Depuis environ un an, les profs jouent une pièce assez dingue : une pièce qui s’appelle Tout est normal.
Depuis environ un an, nous tenons. Et nous transmettons, par nos attitudes, notre suivi des programmes, nos évaluations, que la situation dans laquelle se trouvent les élèves n’a rien d’exceptionnel.
Corollaire : depuis environ un an, nous créons de la dette.
Car il ne faut pas croire que les mômes sont des crétins. Ils sont totalement en âge, dès l’école primaire, de comprendre que nous vivons un moment aberrant de notre Histoire. Et c’est à nous, enseignants et personnels d’éducation, de faire tourner la grande machine Éducation Nationale. Et ça les fatigue.
Ça les fatigue parce que oui, rester dans la même salle à longueur de journée, porter des masques en permanence, manger le plus vite possible, ne pas se toucher – ils se touchent dès qu’on regarde pas – crée une tension nerveuse insidieuse et poisseuse. Ça fatigue parce que les règles changent d’un mois à l’autre, et qu’on leur demande de marcher dans le sens giratoire, puis de ne plus croiser les quatrièmes, puis de ne plus faire de sport en intérieur.

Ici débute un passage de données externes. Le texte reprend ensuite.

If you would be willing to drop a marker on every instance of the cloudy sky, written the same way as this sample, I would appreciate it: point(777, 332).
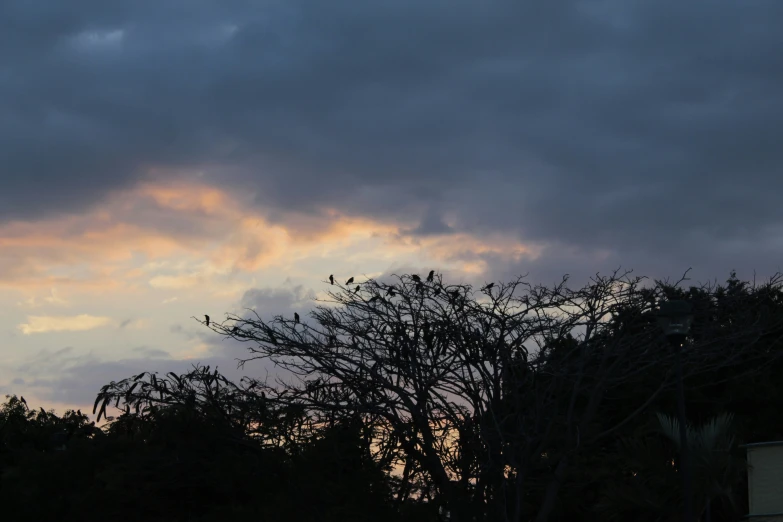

Ça fatigue.
Avant les vacances de la Toussaint, je me disais que les mômes auraient dû pouvoir se reposer une semaine plus tôt. Je pense ce soir qu’il faudrait qu’ils quittent l’école ce week-end. Il reste trois semaine de cours.
Je suis au courant des réactions que ce billet risque de provoquer et m’en carre un peu. Il y a mille raisons pour lesquelles parents, sommités et État ne veulent pas d’enfants à la maison. Je relate ce que je vis, ce que je vois. Des gamins épuisés, à qui on ment quotidiennement, leur affirmant que tout cela est temporaire ou, pire, vivable sur le long terme.
Je relate et j’avertis. Cette dette de fatigue, de nervosité et de mal-être de nombreux mômes devra être payée, un jour. En les écoutant, en la catalysant.
Nous faisons, de toutes nos forces, tenir l’intenable. En espérant que ce soit la meilleure chose à faire pour les enfants.